Она приняла бумажку как-то нерешительно.
— Что ж... я, конечно, попробую, доктор. Я все, что угодно, готова испробовать.
Она добросовестно расплатилась с ним, постояла, словно все еще мучимая сомнением, потом вышла. И Эндрью немедленно забыл о ней.
Десять дней спустя она пришла снова, на этот раз с парадного хода, и вошла в кабинет с таким выражением плохо скрытого восторга, что Эндрью едва удержался от улыбки.
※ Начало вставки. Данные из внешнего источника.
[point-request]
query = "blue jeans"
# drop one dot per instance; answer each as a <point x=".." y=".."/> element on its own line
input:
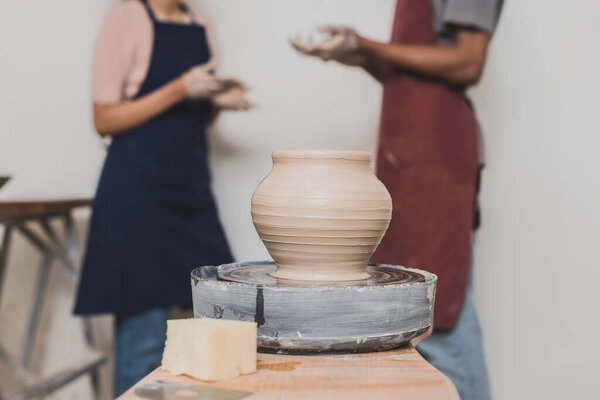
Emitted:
<point x="139" y="343"/>
<point x="459" y="354"/>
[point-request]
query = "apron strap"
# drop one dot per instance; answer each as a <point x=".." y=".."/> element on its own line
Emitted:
<point x="149" y="10"/>
<point x="182" y="6"/>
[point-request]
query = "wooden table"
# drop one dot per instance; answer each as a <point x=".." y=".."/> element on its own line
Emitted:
<point x="399" y="374"/>
<point x="20" y="216"/>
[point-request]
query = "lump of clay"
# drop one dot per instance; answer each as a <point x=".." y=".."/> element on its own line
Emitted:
<point x="210" y="349"/>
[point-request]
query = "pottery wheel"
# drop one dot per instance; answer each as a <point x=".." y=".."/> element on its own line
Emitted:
<point x="380" y="313"/>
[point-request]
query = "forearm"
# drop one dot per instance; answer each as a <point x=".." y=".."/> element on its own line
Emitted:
<point x="114" y="119"/>
<point x="458" y="63"/>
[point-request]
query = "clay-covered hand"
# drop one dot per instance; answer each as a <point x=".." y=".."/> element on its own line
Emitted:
<point x="341" y="43"/>
<point x="233" y="99"/>
<point x="200" y="83"/>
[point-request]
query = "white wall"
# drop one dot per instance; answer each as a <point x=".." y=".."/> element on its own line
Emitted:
<point x="536" y="256"/>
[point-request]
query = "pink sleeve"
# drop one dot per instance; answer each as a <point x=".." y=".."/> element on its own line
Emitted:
<point x="112" y="57"/>
<point x="210" y="36"/>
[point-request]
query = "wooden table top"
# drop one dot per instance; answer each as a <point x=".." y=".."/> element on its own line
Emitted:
<point x="399" y="374"/>
<point x="36" y="208"/>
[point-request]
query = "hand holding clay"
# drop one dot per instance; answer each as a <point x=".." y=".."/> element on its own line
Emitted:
<point x="341" y="44"/>
<point x="233" y="99"/>
<point x="200" y="83"/>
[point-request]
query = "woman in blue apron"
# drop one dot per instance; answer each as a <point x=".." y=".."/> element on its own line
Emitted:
<point x="154" y="218"/>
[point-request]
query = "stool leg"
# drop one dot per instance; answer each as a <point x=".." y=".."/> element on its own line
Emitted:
<point x="4" y="254"/>
<point x="34" y="316"/>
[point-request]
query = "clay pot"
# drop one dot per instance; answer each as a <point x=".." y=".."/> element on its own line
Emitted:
<point x="321" y="214"/>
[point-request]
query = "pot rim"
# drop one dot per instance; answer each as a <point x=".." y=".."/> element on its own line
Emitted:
<point x="358" y="155"/>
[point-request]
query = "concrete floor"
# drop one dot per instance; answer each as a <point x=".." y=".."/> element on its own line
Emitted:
<point x="60" y="341"/>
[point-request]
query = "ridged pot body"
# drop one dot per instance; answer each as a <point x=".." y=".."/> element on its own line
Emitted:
<point x="321" y="214"/>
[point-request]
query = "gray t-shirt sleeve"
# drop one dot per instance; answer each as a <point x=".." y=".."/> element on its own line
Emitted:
<point x="481" y="14"/>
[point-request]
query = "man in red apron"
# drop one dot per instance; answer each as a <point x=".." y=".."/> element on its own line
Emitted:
<point x="428" y="157"/>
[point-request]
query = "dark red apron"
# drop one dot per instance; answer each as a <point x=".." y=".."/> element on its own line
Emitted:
<point x="428" y="159"/>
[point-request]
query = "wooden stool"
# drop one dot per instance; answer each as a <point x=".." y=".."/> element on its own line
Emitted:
<point x="18" y="216"/>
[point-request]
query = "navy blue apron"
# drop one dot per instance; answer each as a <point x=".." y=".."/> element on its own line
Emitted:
<point x="154" y="217"/>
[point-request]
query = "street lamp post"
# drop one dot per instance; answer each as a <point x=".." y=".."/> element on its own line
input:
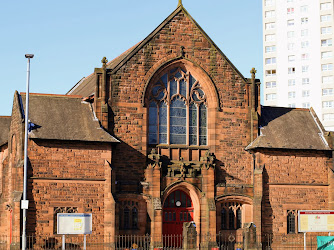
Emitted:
<point x="25" y="202"/>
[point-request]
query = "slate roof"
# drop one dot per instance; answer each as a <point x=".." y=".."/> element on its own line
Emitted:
<point x="86" y="86"/>
<point x="4" y="129"/>
<point x="289" y="128"/>
<point x="64" y="117"/>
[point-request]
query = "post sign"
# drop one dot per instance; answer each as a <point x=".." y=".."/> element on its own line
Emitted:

— Хотите посмотреть мои руки, доктор?
— Да. — Теперь он-таки улыбнулся. — Надеюсь, вы не жалеете, что соблюдали диету?
— Жалею! — Она протянула к нему руки в страстном порыве благодарности. — Взгляните! Я совсем вылечилась. Ни единого пятнышка. Вы не знаете, как это для меня важно... я и выразить вам этого не могу... Какой вы ученый!
— Полноте, полноте, — возразил Эндрью легким тоном. — Человеку моей профессии полагается знать эти вещи. Идите себе домой и не беспокойтесь больше. Только не ешьте той пищи, которую я вам запретил, и никогда у вас на руках больше не будет сыпи.
Она поднялась.
— А теперь позвольте вам уплатить, доктор.
— Вы мне уже уплатили, — возразил он, испытывая легкое эстетическое удовольствие от созерцания собственного благородства. Он очень охотно принял бы от нее еще три с половиной или даже семь шиллингов, по искушение завершить это торжество своего искусства красивым жестом было непобедимо.
— Но, доктор... — Она неохотно позволила ему проводить себя до дверей, здесь остановилась и сказала на прощанье, все с той же серьезностью: — Может быть, я смогу чем-нибудь другим отблагодарить вас.
Эндрью поглядел в поднятое к нему лунообразное лицо, и у него на миг мелькнула непристойная мысль. Но он только кивнул головой, закрыл за женщиной дверь и опять забыл о ней. Он был утомлен, уже отчасти сожалел, что отказался от денег, и во всяком случае меньше всего склонен был предполагать, что какая-то продавщица может быть ему полезна. Но он не знал мисс Крэмб. Кроме того, он совершенно упустил из виду одну возможность, о которой говорит Эзоп, а ему, как плохому философу, следовало бы это помнить.
«Молодежь» у Лорье называла Марту Крэмб «Хавбек» [33] Футбольный термин. Так называются игроки, стоящие непосредственно за первым рядом.
. Грубоватая, некрасивая, неженственная до того, что казалась каким-то бесполым существом, она как будто совсем не подходила для роли старшей продавщицы этого единственного в своем роде магазина, бойко торговавшего нарядными платьями, роскошным бельем и мехами настолько дорогими, что цены их исчислялись сотнями фунтов. Но Марта была замечательной продавщицей, чрезвычайно уважаемой покупателями. Фирма Лорье, гордая своей славой, ввела у себя в магазине особую систему: каждая «старшая» создавала себе свой собственный круг «клиенток», небольшую группу постоянных заказчиц, которых она одна обслуживала, изучив их вкусы, «одевала», «откладывала» для них часть поступающих новых моделей. Между «старшей» и ее клиентками создавалась уже некоторая близость, часто на протяжении многих лет, и для этой роли Марта со своей честностью и серьезностью подходила как нельзя лучше.